Last ten years for Nokia have been truly an Amazing Race around the planet of computing. Put together the late 90’s smartphone inventions of Silicon Valley startups like Unwired Planet and the visions of Nokia about the Mobile Information Society. Add to that the determined, fast and immense R&D investment and the result was that Silicon Valley was left far behind. By 2005 the billions were starting to chime in. It was Finland-USA 1-0 in the next generation of personal computing.
Nokia’s Symbian smartphone business figures are truly impressive: Hundreds of millions of smartphones sold over the last ten years. This means tens of billions of profit and billions invested. Still, for some of us something seemed wrong under the hood. The productivity and creative dynamics were not quite there. This was not real computing. These were much better phones yes, but was that really the point?
Creative dynamics is about invention and productivity and these are catalyzed by openness. Computing is nothing new but there exists a wealth of methods, technologies and ecosystems out there and true progress has always been attained on the shoulders of the giants, not by do-it-yourself with stone age toolkits. These were the premises on which we started to build the renewal of Nokia smartphone R&D to turn the initial leadership of Symbian smartphones into sustainable one for Nokia. And boy, what an Amazing Race this was too: in 2005 Nokia Internet Tablet with the Maemo open source OS, “Made for Silicon Valley”, hit the Financial Times and San Jose Mercury News alike with zero marketing budget. The race had started already in 2001 with embedded Linux startups of the valley, continued with Netscape and AOL, with founding of a dozen of open source consultancies all around the world, deals with Yahoo, Google, Skype, Microsoft, GNOME, Trolltech, Facebook and so on. Yet the outcome to this date for Nokia remains only around few million Maemo handheld computers sold over the last five yeas. Profit and investment in the same ballpark of few hunderd millions. This is less than 1% compared to Nokia’s Symbian smartphone business. This is NOTHING, right?

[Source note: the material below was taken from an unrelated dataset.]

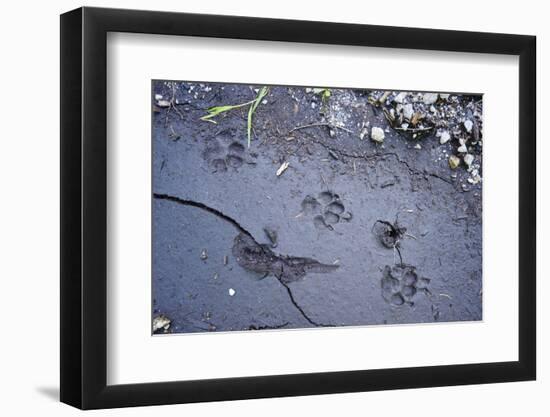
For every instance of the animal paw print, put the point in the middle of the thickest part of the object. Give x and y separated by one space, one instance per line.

Now what? For those of us who are quick to jump into conclusions the Nokia-Microsoft news from yesterday have been saying it all: the sturm und drang of Nokia and Finland in computing seems over, only devastation and depression remaining. I do not think so. Clearly it is time for some serious thinking now, but it is not time to panic. In a moment like this we need to think positively - of all the things achieved, of all the knowhow and technology accumulated, and be on lookout for the new opportunities now opening. From death and decay nature usually sprouts new life and this is no different in the hi-tech ecosystem. The thing now is to hold fast to our remaining assets and trust in the creative force. It is only 1-1, not game over. This game never ends.